North Korea continues to flex its supposed-nuclear muscle and threaten its neighbor to the south. Whenever I read about such political or social unrest, I ponder the reasons. But when I have traveled to the destination where trouble brews – my heart aches.
In 1978, I traveled to South Korea as an ambassador with Friendship Force. Started by Jimmy Carter in the 1970s, Friendship Force seeks to promote understanding among various cultures around the world through exchange programs of ordinary people.
I was 23 years old and applied with a group from the town where I lived at the time. Ambassadors are chosen to represent a variety of ages and professions. As the youngest person and the only person who worked in a Catholic Church as an educator, I was selected. We paid our fee ($250) for the adventure before we knew where we were going. This sequence encourages people to participate with goodwill in mind, not dream vacation destination plans.

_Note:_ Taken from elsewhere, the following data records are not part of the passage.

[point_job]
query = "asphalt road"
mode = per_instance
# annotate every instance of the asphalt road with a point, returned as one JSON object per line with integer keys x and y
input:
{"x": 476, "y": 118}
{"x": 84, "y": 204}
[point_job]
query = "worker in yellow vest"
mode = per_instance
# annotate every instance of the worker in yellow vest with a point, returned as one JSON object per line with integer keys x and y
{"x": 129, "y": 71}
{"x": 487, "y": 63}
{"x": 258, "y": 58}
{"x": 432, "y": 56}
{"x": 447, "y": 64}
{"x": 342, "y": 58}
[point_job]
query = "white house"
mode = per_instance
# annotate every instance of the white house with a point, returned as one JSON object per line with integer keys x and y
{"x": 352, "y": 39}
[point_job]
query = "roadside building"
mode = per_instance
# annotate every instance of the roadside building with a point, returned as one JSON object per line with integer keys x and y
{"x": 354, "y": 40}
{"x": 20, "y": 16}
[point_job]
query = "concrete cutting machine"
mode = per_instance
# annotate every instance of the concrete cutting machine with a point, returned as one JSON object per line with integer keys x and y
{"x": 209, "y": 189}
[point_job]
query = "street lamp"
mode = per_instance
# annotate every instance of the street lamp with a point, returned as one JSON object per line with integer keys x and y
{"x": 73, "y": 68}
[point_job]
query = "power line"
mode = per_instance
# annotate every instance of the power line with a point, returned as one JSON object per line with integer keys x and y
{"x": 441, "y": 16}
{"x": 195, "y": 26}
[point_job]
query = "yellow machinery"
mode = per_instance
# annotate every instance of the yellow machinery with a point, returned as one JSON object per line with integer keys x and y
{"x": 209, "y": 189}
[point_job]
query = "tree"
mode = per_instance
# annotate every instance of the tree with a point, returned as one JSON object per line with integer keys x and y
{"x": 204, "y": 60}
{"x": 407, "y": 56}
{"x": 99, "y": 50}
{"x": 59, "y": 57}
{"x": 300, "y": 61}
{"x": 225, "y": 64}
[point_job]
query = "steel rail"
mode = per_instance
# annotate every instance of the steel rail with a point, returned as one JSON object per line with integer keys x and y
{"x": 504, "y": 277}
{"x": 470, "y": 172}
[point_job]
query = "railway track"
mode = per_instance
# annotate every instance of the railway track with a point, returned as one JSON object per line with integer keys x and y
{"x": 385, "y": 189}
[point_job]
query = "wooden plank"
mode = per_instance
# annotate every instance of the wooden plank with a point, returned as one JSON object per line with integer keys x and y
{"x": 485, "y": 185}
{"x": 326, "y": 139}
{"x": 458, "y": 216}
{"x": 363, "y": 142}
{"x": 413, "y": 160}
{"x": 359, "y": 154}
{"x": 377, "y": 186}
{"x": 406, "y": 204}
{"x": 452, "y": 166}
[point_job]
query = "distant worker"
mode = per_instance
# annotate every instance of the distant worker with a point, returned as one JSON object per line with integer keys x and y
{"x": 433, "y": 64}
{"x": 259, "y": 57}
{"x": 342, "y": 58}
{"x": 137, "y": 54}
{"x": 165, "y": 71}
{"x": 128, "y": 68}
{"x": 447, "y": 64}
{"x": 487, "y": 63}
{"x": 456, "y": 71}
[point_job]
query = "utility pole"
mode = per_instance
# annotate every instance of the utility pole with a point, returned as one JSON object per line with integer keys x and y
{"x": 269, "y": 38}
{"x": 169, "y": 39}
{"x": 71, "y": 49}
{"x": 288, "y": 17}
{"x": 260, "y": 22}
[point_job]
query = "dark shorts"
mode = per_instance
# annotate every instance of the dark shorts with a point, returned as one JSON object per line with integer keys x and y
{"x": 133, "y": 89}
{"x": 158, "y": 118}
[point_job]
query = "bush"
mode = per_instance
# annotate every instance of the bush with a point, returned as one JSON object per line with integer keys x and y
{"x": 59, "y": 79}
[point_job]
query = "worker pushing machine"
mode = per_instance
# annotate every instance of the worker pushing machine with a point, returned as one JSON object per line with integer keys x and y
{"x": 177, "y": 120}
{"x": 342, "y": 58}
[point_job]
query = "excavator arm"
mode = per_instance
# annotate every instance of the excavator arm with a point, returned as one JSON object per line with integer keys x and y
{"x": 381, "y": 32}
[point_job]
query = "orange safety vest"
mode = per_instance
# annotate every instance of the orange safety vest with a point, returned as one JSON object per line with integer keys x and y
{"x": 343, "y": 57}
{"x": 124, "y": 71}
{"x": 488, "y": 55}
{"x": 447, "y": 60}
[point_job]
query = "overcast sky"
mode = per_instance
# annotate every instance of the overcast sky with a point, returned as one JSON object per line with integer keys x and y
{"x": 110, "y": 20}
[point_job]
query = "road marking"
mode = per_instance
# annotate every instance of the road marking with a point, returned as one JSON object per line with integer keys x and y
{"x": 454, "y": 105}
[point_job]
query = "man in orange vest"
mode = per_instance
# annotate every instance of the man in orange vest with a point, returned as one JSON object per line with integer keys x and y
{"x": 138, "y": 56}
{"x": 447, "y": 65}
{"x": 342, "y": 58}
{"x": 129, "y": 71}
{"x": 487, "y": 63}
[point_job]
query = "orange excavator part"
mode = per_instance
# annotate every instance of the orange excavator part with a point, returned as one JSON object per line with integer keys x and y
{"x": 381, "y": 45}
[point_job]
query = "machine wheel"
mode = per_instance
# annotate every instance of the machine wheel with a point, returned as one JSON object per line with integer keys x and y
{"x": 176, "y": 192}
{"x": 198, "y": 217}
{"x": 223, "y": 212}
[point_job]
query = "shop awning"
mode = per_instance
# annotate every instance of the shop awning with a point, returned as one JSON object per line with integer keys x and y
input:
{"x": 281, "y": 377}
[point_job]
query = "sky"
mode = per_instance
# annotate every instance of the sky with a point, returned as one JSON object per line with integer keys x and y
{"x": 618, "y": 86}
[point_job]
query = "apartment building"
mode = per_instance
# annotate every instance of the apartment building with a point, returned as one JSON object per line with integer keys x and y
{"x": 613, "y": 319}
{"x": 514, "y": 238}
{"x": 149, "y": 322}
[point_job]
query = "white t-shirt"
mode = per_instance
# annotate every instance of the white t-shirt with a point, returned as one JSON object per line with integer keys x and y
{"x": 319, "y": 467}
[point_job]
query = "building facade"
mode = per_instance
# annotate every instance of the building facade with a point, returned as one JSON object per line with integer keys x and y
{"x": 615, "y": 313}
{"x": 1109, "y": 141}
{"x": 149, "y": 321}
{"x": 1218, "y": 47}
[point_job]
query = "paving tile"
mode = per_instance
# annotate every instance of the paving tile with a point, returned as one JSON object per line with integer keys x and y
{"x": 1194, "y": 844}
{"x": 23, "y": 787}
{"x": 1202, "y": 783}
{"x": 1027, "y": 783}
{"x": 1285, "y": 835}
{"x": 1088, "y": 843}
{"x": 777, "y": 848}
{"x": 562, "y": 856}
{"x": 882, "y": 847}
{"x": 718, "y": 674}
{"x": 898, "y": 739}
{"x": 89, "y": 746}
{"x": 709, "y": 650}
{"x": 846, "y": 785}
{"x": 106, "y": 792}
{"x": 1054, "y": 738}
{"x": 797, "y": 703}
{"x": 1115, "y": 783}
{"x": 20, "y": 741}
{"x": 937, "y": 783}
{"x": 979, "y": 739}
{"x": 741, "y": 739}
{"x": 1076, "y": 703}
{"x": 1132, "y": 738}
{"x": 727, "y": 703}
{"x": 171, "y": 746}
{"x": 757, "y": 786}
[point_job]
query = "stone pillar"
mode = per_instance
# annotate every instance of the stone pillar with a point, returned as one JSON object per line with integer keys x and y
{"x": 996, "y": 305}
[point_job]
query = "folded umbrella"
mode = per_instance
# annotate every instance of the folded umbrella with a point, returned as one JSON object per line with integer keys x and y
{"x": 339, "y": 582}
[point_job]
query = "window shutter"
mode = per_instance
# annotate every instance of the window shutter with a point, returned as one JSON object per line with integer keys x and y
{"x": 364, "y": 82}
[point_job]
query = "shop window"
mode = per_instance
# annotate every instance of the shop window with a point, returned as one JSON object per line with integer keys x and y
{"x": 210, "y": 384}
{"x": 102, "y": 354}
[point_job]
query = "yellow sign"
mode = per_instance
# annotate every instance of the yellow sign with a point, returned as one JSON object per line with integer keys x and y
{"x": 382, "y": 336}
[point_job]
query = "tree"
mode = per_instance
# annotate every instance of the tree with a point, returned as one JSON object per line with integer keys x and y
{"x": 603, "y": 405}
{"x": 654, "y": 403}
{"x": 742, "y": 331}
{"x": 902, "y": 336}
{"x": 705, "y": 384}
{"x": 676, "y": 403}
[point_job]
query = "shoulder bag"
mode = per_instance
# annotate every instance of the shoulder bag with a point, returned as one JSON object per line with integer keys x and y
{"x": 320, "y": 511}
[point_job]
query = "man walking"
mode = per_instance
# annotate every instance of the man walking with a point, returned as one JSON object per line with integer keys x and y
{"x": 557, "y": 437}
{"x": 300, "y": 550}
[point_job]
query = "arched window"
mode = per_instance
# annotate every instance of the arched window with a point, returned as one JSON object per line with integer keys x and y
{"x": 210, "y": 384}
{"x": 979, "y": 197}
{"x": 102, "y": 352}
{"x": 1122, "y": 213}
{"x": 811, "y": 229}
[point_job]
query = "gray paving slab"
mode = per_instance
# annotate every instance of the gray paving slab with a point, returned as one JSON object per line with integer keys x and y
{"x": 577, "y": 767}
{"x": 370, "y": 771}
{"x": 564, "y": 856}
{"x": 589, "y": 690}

Once accepted we met a delegation from Korea at a hotel in Olympia where our destination was announced and we learned a bit about the culture. A few months later we boarded a plane and landed in Seoul. A young woman greeted me, she would be my host for 5 of the 10 days. She was lovely and curious about me and worked as an artist (metallurgist) creating jewelry. She lived with her grandmother and – quite unusual – was divorced. Her husband was granted unquestioned custody of their son. We spent our days working to communicate and traveling around the city. I bathed at a community bath house, walked through a university campus and rode a bus with a zillion people packed on board. I loved it. My hosts laughed when I took a bite of kim chi and my eyes watered with endless tears... I spent the remaining five days with Maryknoll sisters who lived and worked out in the country. They had a clinic. We walked through the heat one day, following a tiny little girl across the rice fields; she took us to her grandmother’s home (a small hut). The grandmother suffered from debilitating arthritis and was unable to get off the floor. The sisters were angels of care and compassion and the only Caucasian people in the community. So when I arrived, I was a huge novelty. I played soccer with the kids in the dirt road and they wanted to caress my forearm – so taken with its light color. I learned some phrases and they giggled endlessly. (I later learned that I was using the formal expression, reserved only for adults, not children.) I hold tender memories from the kindness of these people.
And so, today, my heart aches and I wonder about Young Ja and her now-adult son and the Maryknoll Sisters who continue to care for the ill of that small community – a land described as “The Land of the Morning Calm.” I pray it is so.